Superintendente de Patrimônio do Governo Federal, Sandra Kokudai informou que existe um programa na pasta que poderia viabilizar a implementação dos depósitos e centros de referência aos trabalhadores. Ela destacou a importância desses lugares, não só para o armazenamento, mas também para que essas pessoas tenham um local para beber água, ir ao banheiro ou mesmo pegar uma sombra.

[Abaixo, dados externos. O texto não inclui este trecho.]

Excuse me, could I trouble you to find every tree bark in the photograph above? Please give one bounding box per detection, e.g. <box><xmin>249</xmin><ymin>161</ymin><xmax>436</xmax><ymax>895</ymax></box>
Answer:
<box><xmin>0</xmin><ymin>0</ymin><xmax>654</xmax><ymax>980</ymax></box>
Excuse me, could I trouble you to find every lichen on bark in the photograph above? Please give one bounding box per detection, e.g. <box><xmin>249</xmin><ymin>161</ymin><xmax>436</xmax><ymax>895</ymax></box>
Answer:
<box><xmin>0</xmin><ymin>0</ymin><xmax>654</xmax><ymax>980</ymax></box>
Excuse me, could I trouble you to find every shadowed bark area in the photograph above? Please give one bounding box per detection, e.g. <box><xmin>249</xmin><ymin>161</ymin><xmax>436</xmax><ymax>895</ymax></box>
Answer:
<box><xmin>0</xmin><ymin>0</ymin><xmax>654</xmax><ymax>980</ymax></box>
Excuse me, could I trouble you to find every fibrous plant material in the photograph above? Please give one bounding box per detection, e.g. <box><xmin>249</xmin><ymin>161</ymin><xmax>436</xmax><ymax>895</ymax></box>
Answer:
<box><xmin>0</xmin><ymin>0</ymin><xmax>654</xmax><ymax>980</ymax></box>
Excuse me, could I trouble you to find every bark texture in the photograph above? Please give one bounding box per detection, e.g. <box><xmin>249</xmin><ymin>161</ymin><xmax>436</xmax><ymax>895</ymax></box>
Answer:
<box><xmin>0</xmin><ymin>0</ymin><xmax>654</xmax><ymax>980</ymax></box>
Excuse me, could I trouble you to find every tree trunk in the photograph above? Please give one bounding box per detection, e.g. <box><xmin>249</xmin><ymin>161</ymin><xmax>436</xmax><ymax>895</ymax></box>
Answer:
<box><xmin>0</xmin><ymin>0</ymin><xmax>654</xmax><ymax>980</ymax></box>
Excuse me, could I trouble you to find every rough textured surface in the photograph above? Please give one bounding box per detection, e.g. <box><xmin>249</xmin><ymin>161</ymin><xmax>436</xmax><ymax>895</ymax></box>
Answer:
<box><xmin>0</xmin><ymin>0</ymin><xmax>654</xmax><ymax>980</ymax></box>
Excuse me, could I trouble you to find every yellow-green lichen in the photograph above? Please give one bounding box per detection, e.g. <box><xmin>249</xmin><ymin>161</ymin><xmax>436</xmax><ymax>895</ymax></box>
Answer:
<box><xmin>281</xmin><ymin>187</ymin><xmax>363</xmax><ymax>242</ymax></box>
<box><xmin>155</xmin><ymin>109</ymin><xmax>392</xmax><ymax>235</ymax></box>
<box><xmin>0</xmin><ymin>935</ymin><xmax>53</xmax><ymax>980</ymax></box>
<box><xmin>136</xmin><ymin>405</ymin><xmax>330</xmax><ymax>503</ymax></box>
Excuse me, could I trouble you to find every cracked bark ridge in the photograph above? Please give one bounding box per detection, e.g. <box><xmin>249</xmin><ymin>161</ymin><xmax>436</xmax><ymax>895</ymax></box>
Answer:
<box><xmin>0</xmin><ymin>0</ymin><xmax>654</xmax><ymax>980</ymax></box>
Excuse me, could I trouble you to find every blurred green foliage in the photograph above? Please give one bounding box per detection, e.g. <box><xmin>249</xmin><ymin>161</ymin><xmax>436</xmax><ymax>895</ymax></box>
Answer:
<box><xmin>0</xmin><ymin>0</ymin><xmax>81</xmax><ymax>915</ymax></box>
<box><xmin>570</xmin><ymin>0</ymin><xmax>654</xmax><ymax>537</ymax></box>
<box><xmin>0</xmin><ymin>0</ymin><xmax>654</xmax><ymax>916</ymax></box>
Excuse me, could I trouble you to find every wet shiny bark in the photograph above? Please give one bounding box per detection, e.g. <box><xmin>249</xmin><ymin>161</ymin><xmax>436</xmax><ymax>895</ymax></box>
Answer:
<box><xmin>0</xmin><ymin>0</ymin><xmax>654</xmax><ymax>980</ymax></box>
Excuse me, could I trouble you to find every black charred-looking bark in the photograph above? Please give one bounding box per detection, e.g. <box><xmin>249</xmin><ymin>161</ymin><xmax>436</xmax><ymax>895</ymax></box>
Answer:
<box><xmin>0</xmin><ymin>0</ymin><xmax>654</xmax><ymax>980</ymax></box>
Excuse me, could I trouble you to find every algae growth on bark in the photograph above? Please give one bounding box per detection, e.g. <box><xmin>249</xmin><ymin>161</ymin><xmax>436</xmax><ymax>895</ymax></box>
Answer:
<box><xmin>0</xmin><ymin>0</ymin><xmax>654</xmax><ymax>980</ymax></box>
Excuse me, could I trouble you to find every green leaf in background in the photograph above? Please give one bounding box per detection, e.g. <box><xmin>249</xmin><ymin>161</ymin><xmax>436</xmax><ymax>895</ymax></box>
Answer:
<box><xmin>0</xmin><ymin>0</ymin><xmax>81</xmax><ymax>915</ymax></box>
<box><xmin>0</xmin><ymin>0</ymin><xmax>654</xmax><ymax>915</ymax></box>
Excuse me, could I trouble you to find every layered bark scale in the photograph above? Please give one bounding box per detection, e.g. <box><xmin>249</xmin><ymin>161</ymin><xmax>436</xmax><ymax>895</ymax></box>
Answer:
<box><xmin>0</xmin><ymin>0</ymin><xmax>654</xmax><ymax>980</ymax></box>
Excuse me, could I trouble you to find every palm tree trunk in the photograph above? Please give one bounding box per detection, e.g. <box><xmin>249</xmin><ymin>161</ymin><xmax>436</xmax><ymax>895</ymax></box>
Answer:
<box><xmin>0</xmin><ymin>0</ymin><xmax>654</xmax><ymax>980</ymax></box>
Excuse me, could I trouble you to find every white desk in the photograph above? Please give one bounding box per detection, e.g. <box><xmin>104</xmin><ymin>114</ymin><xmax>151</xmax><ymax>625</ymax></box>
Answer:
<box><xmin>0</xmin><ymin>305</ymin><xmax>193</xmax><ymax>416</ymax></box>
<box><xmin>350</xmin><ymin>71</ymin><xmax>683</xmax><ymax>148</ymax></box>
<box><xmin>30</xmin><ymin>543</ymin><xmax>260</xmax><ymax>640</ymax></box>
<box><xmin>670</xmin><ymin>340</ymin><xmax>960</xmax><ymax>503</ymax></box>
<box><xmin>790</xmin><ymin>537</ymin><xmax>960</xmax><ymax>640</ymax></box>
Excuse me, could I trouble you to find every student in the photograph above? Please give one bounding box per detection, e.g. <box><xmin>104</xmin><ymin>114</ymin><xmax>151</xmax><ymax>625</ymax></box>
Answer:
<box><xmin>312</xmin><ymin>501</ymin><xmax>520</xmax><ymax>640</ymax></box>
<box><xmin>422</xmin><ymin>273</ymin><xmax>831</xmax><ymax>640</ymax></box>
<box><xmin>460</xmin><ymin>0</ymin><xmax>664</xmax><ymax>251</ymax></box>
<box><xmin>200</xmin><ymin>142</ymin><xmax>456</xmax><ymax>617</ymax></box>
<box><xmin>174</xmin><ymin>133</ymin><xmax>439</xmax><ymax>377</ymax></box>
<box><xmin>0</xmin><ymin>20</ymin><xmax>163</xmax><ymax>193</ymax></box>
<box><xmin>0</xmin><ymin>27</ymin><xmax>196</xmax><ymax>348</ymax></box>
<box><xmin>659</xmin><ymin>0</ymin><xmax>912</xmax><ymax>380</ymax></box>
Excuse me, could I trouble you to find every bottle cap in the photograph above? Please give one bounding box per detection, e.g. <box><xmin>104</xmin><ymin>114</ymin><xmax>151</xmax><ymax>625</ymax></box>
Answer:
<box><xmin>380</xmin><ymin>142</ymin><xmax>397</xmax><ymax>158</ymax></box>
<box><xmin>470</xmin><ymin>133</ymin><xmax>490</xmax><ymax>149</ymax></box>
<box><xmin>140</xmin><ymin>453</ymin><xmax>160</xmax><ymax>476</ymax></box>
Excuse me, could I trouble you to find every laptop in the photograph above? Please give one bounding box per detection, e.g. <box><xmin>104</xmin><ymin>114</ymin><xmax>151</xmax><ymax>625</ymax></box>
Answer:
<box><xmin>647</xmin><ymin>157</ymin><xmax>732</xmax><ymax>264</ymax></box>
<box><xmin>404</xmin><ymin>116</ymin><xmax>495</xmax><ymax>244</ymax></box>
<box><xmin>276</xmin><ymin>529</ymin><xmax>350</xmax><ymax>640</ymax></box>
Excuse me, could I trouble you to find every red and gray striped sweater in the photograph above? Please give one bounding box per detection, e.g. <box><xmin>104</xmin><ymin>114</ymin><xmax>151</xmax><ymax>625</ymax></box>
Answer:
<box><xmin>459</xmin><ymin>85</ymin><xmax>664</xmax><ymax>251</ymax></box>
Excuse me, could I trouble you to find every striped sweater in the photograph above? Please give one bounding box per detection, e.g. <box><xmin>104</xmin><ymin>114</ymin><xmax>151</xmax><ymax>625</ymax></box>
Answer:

“Eu cuido da gestão dos imóveis do Governo Federal no Estado do Rio. Temos uma política de que os imóveis da União precisam cumprir sua função socioambiental e esses imóveis devem ser do povo, têm que servir ao povo, desde a questão da moradia até o uso para a cidade. Nós temos um programa de democratização dos imóveis da União, o programa Imóvel da Gente, então quando vocês questionam se há imóveis disponíveis para esses depósitos, sim, acho que a gente caminha muito bem para abrir essa discussão. Além disso, discutimos também a questão da moradia popular para os ambulantes”, argumentou Sandra.
A Comissão Especial com a finalidade de avaliar e acompanhar a situação da legalização e fiscalização do trabalho informal na cidade do Rio de Janeiro é composta pelo presidente, Leonel de Esquerda (PT); o relator, Rocal (PSD); e os membros Jair da Mendes Gomes (PRO), Fabio Silva (Podemos) e Rosa Fernandes (PSD).